İSTİNAF NEDENLERİ : Davacılar vekili, eldeki davada ihtiyati tedbir kararı verilmesi üzerine, esas sözleşme değişikliğine gidildiğini, genel kurul kararının iptali davası redle sonuçlanmış ise de esas sözleşme değişikliğinin geriye yürümemesi gerektiğini, her davanın, açıldığı tarihteki durum ve şartlara göre değerlendirilmesi icap ettiğini, davalı hissedarlar tarafından müvekkillerine gönderilen noter ihtarı ile müvekkilleri yönünden kazanılmış hak doğduğunu, bu hakkın sonradan yapılan ve müvekkillerinin karşı oy kullandığı esas sözleşme değişikliği ile ortadan kaldırılması hukuka ve hakkaniyete aykırı olduğunu, davanın, sadece şirket esas sözleşmesinin 6. maddesinden kaynaklanmadığını, aynı zamanda 6102 sayılı TTK 493/5 maddesine istinaden de açıldığını, anılan hüküm uyarınca hisse değerlerinin tespiti talep edildiğini, esas sözleşme değişikliği ile de TTK 493 maddesine uygun düzenlemeye gidildiğinden esas sözleşmesinin eski 6. maddesinin değiştirilmiş olmasının müvekkillerimin 6102 Sayılı TTK 493/5. maddeden kaynaklanan talep haklarını ortadan kaldırmadığını, müvekkillerinin pay değerinin tespitini istemekte hukuki yararlarının bulunduğunu istinaf nedeni olarak ileri sürmekle kararın kaldırılmasını istemiştir.
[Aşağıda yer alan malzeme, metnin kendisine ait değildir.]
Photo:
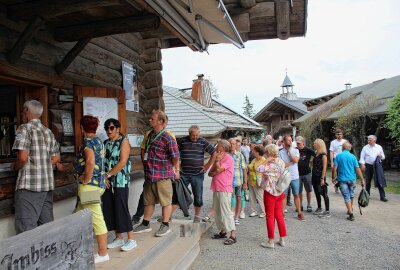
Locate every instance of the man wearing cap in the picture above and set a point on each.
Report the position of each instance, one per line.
(306, 157)
(368, 159)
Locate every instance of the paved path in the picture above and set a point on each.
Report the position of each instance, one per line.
(372, 241)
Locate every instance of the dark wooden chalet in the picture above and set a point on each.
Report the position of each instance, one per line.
(63, 51)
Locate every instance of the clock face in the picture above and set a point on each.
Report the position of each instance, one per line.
(103, 108)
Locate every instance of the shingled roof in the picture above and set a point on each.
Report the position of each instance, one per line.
(183, 112)
(381, 91)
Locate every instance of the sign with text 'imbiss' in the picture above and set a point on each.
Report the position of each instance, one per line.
(66, 243)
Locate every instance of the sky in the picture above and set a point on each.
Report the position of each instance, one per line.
(355, 42)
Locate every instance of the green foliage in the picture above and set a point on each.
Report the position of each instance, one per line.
(393, 120)
(248, 108)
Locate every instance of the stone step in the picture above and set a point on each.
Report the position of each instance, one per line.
(176, 250)
(185, 249)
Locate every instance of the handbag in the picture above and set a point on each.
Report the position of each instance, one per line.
(89, 197)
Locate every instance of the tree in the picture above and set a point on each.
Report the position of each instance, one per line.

GEREKÇE : Dava, anonim şirketin nama yazılı hisselerinin değerinin tespiti istemine ilişkin olup ilk derece mahkemesince yukarıda yazılı gerekçeyle davanın reddine karar verilmiştir.
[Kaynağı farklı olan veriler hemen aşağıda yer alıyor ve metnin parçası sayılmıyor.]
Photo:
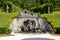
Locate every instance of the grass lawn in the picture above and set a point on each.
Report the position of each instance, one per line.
(54, 18)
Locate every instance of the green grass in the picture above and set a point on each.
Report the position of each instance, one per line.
(54, 18)
(6, 18)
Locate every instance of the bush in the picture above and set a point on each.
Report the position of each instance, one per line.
(42, 8)
(5, 31)
(5, 4)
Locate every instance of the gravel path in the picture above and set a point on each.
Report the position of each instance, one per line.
(20, 36)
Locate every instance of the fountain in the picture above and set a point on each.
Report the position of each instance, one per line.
(26, 22)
Dairemizce HMK’nın 355. maddesi uyarınca istinaf nedenleriyle ve resen kamu düzenine ilişkin sebeplerle sınırlı olarak istinaf incelemesi yapılmıştır.
Somut olayda davacı vekili, davalı şirketin esas sözleşmesinin 6/b maddesinde hisse devrinde diğer hissedarlara rüçhan hakkı tanındığını, davalı ortakların ana sözleşme uyarınca müvekkiline ihtarname göndererek hisselerini devretmek istediklerini bildirdiklerini, devre konu hisselerin bedelinin mahkemece belirlenmesi gerektiğini ileri sürerek davalılara ait nama yazılı hisselerin değerinin tespiti isteminde bulunmuştur. Yargılama sırasında şirket esas sözleşmesinin 6. maddesinde değişikliğe giderek hisse devrinde diğer ortaklara rüçhan hakkı tanımasına ilişkin hüküm değiştirilerek 6102 sayılı TTK hükümlerine uygun hale getirilmiştir. Dosyadaki belgelere göre davalı ortaklar, dava dışı ….’ün davalılara ait % 66.66 oranındaki hisseleri 11.39.666,00 TL’ye satın almak istediğine dair teklif mektubunu ekleyerek davacı ortaklara o tarihte yürürlükte olan esas sözleşmenin 6/b maddesi uyarınca rüçhan hakkını kullanılıp kullanılmayacağı hususunda ihtarname göndermiş, davacılar cevabi ihtarnamelerinde şirket hisselerinin 3. şahıslara devrine onay vermediklerini, hisselerin gerçek değerinin tespiti için mahkemeden değer tespiti talebinde bulunacaklarını belirtmişlerdir. Her dava açıldığı günün koşullarına göre değerlendirilmesi gerekmekte olup dava tarihinde diğer ortakların rüçhan hakkına ilişkin esas sözleşmenin 6/b maddesine göre bir değerlendirme yapılması gerekmekle birlikte esas sözleşmedeki değişiklik öncesinde hisse değerinin mahkemece belirleneceğine dair açık bir hüküm bulunmayıp bilakis hisse değerinin belirlenme usuli açıklanmıştır. Dava tarihinde yürürlükte olan 6102 sayılı TTK’nın 493/5. maddesinin de somut olaya uygulanma imkanı bulunmamaktadır. Zira bu hüküm şirketin devre onay vermemesi halinde devre konu payların gerçek değerinin tespitiyle ilgilidir. Henüz şirket onayına sunulmuş bir pay devri olmadığı için zaten bu hüküm uygulanamaz. Davalı ortaklar o tarihte yürürlükte olan ana sözleşme hükmünü yerine getirmek amacıyla davacıya ihtarname göndermiş olup gerçek iradeleri hisselerini davalılara devretmek olmadığı gibi hisse değeri mahkemece belirlense bile devrin şirket onayına sunulması gerektiğinden şirketin karşı çıkması halinde TTK’nın 493/5 maddesi uyarınca tekrar hisse değerinin tespiti gerektiğinden davacıların hukuki yararı bulunmayıp mahkemece verilen red kararı sonucu itibariyle doğru bulunmuştur.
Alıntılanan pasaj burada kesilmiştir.